# Wood Chips - Initial Ignition Phase & Bitterness?



## gasbag (Aug 10, 2015)

For some time I've been smoking meat at home, where I'm currently using a Hark electric smoker.  But I've also used a number of "homemade rigs" that have worked quite well.  I have read extensively into the preparation and curing of meats, so this is not at all a problem.  Unfortunately, almost every time I smoke meat, I get a bit of a bitter/creosote flavour to my finished products.  By no means is the cooked/smoked product "terrible" or inedible, but it is just not of the best quality.  After all the research and attempts I have made, I am absolutely certain that the issue is the quality of the smoke I am producing.  I have read time and time again that the ideal smoke is a "thin blue smoke", and to avoid at all costs thick, white, billowing smoke.
Please note that I have tried all the following:

- Never, ever used softwoods that contain high levels of sap.  Or treated woods.
- Different types of sawdust from butcher suppliers.
- Different types of wood chips.
  (I generally prefer Hickory or Redgum for Ribs and Beef)
- Left the wood chips bone dry.
- Soaked the wood chips in water.
- Soaked the wood chips overnight in a bowl of boiling water (or boiled in a saucepan at length) - the water then fully penetrates the wood.
- Rinsed and strained wet wood chips repeatedly.
- Used either sawdust or wood chips "loose" and fully exposed to air.
- Used either sawdust or wood chips wrapped in alfoil with only a few very small holes pricked through the top.  *This method has given the biggest improvement in quality of smoke, where it's becoming a bit more "thin blue", but not perfect.*
- Opened the side wood-chip-chute to allow greater airflow through the unit, and out the top exhaust vent.  This gives much more air to the wood chips or sawdust, giving rise to thick clouds of billowing, white, smoke.
- Left the side wood-chip-chute closed to restrict air flow to the wood chips.  This improves the smoke quality significantly.
- Smoked (either hot smoke or cold smoke) for just an hour or two.
- Cold smoked all night.

So I've tried everything I can think of, in regards to how to burn the wood chips.  But only recently I came across the following articles:

- http://www.barbecue-smoker-recipes.com/will-thick-white-smoke-make-meat-bitter.html


> Ensure that the wood has gone through it's ignition phase before putting your meat into smoke.

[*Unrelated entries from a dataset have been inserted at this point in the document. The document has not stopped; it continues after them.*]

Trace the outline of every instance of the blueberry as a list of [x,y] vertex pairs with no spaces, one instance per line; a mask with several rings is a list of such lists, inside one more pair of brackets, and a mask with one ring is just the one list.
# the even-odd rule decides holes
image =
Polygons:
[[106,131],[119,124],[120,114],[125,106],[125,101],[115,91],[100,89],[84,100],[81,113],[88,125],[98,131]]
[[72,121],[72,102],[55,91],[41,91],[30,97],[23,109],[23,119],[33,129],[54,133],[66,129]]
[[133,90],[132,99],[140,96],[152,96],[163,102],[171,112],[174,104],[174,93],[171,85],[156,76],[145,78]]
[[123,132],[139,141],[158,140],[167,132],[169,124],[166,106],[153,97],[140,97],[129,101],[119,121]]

- http://www.barbecue-smoker-recipes.com/charcoal-chimney-burner.html


> The smoke from early combustion of wood product is thick and white, it has a bitter taste and is not what we're looking for when hot smoking.


I have always put my meat in the smoker from the get-go.  I haven't let the wood chips burn through their supposed "initial ignition phase" before putting the meat in the smoker.  Has anyone got any experience with this concept of an initial ignition phase for wood chips and provide advice on avoiding creosote/bitterness?


----------



## mike johnson (Aug 10, 2015)

I suggest getting the AMNPS. You will always have thin blue smoke and the variety of pellets is amazing.


----------



## gasbag (Aug 10, 2015)

Mike Johnson said:


> I suggest getting the AMNPS. You will always have thin blue smoke and the variety of pellets is amazing.


Mike,

Thanks heaps for your reply - much appreciated.
Should've mentioned this to begin with - I have an AMNPS - one for sawdust, one for pellets.  But neither suited to wood chips....which is what I am using, and will continue to use.  (Got access to plenty).
What I need advice with is how to get a better quality smoke from the wood chips.  Alfoil pouches, along with other advice along those lines.
Again, thanks for your reply.


----------



## ohiojason (Aug 10, 2015)

Sorry I can't offer a solution (except to say I don't notice the creosote since I switched from chips/chunks to pellets) but I do think your diagnosis is spot on.

That is why you see some of the stick burner light their wood outside of the smoker, then shovel in the burning coals.


----------



## gasbag (Aug 10, 2015)

ohiojason said:


> Sorry I can't offer a solution (except to say I don't notice the creosote since I switched from chips/chunks to pellets) but I do think your diagnosis is spot on.
> 
> That is why you see some of the stick burner light their wood outside of the smoker, then shovel in the burning coals.


ohiojason,

Thanks for your reply.

This is the way I look at it - pellets are basically compressed sawdust, where as wood chips are basically small chunks of wood.  So I think a pile of wood chips has much more air (oxygen) in that pile, compared to a pile of pellets.  Sorta like comparing a bucket full of big stones, compared to a bucket full of sand - much more air in the bucket full of stones.
For this reason, wood chips seem to actually catch fire and stay alight, more so than pellets, which seem to smoulder.
Gotta keep air out/away from the chips.
This is the core of the issue from my view.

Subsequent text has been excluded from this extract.